Today, she settled for a crisp apple green cotton skirt and a patterned sleeveless blouse. A brimmed straw hat shaded her pale skin and blue-green eyes and protected the fresh blond highlights in her long honey-brown hair. For unexpected purchases she carried a tote, which contained a partially frozen bottle of water. It would eventually melt, but it would stay cold.
Todd “Long Lens” Hansen, The
Eye’s head staff photographer, caught up with them, ready to work, with cameras and camera bags slung over his shoulders. The laid-back, sandy-haired, long-legged lensman wore his usual jeans and blue work shirt. He made his way to Lacey’s side.
“Hey, Hansen.”
“Hey, Lacey! I’m here at Tamsin’s beck and call, but I’m here if you need me. What kind of pictures do you want?”
“Colorful, newsworthy, and anything that isn’t me.” There were too many old photos of Lacey in embarrassing situations in Hansen’s files. “I do not want to be humiliated today.”

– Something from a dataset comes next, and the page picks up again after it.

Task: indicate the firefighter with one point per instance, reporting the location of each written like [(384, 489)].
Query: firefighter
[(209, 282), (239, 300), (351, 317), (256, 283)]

“Ah, don’t be a poor sport. We’ve gotten some great photos together.” He grinned and lifted his camera. “Me with my zoom lens and you with your—
She blocked the lens with her hand. “I get it. Have a good time and remember I’m not the focus. There are lots of cool costumes and props to photograph. Like that tinfoil spaceship over there.”
“No killers today?”
“Killers aren’t everywhere,” Lacey said.
“They are everywhere,” Tamsin interjected. Her caffeine was kicking in. “You just don’t know who they are. Yet. They are like spies. And you, Smithsonian, have known more than most people.”
“Spies or killers? And I do not.”
“Both. And the evidence is empirical.”
Killers? Lacey had met a few, over the past year or two. As for spies, they were everywhere in the District of Columbia. The Spy Museum claimed that every sixth person in the city was working for one government or another. And since the contentious elections, with Russian interference tilting the electoral scales, people were tense. Distrustful. The media was under fire by the administration and vice versa, and it was a daily struggle to remain sane. There were days when Lacey’s fashion beat felt to her like a sanctuary.
“Like that crazy Russian friend of yours,” Tamsin continued.
“Kepelov?” Lacey uncapped her semi-frozen water bottle. “You never know. He’s ex-KGB or FSB or something, but he wears cowboy getups and wants to settle down on a ranch in Texas. He’s totally pro-U.S.A. I think.”